Shane will be remembered for having in abundance all the virtues that the world associates with the Irish. He was gregarious and had a natural charm and easy manner. He was a colourful and entertaining raconteur, and despite excelling in these ephemeral ways, nonetheless inspired loyalty and kept friends for life. And let's not forget: he was an outstanding sportsman, winning trophies right to the end of his life. He will be greatly missed.

An obituary written by school friend Ben Oakley for the King's Hospital school newsletter:

It was the combination of an instinctive tactical sense with a deadly accurate eye that made Derek such an outstanding sportsman. He excelled at every sport - rugby, hockey, cricket, squash, tennis, golf. His enjoyment derived more from the exercise of his own unique skills - including captaincy - rather than victory over opponents. If he had a fault, it was his tendency to become bored with slow-moving matches, particularly cricket, which sometimes could result in recklessness and histrionics with entertaining but disastrous consequences. At rugby he captained a very successful Junior Cup Team in 1948-49 and played in the 1951 Senior Cup Team Leinster Final. Hockey was Derek's forte: he captained Minor, Junior and Senior Cup Teams and - together with cricket - played competitively until he was almost sixty. After this he concentrated on golf.
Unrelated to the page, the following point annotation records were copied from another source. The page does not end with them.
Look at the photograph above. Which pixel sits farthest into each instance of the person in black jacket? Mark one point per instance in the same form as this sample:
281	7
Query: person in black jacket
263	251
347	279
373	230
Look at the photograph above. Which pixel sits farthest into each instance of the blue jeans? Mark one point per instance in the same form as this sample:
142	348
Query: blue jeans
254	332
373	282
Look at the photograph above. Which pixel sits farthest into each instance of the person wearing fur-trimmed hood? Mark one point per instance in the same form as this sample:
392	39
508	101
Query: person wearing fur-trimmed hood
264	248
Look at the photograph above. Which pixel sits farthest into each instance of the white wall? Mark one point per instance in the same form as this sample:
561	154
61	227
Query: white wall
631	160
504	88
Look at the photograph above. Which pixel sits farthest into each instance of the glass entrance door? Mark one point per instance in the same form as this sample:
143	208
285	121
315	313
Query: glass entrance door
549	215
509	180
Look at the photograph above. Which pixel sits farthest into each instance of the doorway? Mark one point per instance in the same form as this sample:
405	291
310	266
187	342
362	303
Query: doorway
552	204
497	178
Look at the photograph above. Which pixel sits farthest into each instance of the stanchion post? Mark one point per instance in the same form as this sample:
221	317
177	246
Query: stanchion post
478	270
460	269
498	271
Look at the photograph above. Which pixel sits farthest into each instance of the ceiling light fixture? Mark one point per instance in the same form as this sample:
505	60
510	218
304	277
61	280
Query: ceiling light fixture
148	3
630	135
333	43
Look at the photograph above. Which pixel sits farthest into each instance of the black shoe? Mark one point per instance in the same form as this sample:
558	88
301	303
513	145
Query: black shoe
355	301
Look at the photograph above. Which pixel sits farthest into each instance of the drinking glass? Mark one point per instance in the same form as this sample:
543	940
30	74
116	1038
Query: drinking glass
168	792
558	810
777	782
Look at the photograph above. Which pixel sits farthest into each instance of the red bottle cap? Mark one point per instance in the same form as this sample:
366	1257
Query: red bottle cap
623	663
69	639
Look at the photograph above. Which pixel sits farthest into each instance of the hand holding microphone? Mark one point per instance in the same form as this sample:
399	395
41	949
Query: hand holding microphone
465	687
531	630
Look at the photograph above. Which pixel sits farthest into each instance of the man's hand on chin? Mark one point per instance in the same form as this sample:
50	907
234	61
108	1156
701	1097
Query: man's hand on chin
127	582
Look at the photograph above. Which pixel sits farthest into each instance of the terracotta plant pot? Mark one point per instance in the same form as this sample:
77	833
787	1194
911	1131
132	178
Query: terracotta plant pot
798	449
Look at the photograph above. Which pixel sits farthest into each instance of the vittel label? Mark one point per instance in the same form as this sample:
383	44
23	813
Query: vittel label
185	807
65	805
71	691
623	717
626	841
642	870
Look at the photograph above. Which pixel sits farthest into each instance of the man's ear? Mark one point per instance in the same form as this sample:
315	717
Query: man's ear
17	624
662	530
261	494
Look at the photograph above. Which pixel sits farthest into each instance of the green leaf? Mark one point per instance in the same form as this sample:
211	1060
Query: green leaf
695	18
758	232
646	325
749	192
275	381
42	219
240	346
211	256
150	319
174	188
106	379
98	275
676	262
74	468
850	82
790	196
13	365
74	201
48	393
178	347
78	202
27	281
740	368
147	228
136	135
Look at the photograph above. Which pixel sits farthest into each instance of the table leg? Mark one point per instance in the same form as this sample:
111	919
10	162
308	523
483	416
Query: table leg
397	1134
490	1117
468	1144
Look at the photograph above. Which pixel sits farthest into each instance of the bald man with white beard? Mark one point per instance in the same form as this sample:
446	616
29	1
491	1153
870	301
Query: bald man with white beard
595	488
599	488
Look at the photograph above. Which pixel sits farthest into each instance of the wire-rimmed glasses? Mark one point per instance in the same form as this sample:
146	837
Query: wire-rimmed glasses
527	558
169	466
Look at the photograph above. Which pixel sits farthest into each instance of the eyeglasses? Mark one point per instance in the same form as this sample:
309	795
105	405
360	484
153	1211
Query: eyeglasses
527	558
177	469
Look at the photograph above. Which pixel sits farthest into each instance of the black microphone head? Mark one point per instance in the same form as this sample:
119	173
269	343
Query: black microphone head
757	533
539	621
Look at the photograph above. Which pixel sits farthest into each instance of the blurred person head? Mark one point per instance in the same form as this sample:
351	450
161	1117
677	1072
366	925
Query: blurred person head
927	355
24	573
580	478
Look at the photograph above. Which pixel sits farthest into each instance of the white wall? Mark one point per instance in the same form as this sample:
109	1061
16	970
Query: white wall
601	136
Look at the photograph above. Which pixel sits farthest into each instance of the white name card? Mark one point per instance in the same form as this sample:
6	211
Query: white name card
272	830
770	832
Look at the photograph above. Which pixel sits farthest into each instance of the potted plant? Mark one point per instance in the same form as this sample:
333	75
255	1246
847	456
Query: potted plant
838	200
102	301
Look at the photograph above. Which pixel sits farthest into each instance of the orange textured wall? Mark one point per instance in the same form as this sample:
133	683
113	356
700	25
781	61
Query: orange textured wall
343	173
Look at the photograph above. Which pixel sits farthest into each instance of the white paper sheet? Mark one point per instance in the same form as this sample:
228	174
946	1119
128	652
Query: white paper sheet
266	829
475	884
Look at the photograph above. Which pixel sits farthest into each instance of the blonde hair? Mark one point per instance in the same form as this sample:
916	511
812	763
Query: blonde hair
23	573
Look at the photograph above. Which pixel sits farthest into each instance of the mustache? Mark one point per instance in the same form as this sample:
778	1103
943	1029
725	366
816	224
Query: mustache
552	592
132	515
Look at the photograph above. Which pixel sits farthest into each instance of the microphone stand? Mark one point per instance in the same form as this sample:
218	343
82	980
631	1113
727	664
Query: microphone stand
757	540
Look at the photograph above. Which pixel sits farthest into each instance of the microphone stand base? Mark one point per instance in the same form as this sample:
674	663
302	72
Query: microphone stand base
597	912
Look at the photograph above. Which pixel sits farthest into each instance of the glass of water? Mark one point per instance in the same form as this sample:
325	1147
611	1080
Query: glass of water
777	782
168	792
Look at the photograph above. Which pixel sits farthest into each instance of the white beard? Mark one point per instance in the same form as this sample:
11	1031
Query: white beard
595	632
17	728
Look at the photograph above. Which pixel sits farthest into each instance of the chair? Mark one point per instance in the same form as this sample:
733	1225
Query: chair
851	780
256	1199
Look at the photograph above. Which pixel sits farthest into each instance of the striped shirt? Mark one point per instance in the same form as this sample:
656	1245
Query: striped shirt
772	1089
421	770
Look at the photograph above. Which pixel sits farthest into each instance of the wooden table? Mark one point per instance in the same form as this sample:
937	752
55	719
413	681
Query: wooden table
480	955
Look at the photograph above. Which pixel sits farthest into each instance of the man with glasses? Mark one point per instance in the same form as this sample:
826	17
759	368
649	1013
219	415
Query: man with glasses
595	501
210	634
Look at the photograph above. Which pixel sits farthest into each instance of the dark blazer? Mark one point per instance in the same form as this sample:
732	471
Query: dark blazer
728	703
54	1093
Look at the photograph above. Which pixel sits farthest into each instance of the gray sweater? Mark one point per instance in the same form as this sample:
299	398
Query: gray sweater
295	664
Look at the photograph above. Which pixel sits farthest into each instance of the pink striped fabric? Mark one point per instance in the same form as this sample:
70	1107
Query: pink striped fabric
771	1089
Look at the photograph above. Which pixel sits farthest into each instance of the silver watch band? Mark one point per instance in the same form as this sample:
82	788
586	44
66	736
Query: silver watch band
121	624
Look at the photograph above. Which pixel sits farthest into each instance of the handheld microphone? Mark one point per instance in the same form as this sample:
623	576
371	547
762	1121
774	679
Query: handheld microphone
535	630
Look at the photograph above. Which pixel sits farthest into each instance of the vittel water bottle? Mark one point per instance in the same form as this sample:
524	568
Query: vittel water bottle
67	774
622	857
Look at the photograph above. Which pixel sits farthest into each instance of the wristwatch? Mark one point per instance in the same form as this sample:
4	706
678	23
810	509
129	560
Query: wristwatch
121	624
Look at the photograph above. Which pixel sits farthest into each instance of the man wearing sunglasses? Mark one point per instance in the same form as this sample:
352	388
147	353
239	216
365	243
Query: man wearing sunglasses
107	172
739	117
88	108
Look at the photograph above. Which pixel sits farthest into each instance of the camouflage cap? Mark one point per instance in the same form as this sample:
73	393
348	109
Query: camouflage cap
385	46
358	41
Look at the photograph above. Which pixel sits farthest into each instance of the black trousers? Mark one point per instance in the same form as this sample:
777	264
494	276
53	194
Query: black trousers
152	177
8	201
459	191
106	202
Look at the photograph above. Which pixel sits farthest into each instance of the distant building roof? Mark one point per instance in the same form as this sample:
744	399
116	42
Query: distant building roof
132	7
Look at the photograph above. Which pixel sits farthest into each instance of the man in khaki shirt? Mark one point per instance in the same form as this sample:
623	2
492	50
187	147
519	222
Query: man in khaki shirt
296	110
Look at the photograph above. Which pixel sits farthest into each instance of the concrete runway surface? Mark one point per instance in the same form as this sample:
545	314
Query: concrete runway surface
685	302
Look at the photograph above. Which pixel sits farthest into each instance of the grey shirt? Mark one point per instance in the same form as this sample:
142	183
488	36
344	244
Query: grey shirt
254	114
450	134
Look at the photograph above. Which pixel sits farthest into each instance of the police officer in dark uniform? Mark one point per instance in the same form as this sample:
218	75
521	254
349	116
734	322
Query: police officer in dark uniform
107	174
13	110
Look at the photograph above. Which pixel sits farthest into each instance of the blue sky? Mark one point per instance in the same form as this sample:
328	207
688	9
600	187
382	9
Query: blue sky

Conscripted to the British army in 1954, he - by his own account - spent the two years playing bridge - a lifelong passion - and chess, being flown around Europe with the British Army On the Rhine hockey team. He was the only Private/National Serviceman on a team of "Sandhurst Types".

An interest in the stage, started in King's Hospital, stayed with him all his life. He was a versatile actor with a good singing voice, much in demand for amateur dramatics. Roles ranged from Ralph Rackstraw to Jesus Christ. However, the best performances were impromptu ones: spotting a piano he would accompany himself in the rendering of one of his numerous parodies of operatic arias.

Perhaps the most memorable thing about Shane - as he was known post-King's Hospital - was his fabulous sense of humour and appreciation of the bizarre: but his funny stories were never malicious or hurtful.

With the passing of this talented, original and extrovert character many lives are the poorer, not least those of this wife Sheila and daughters Roisin, Catrine Liadain and Ailise to whom we send our kindest regards.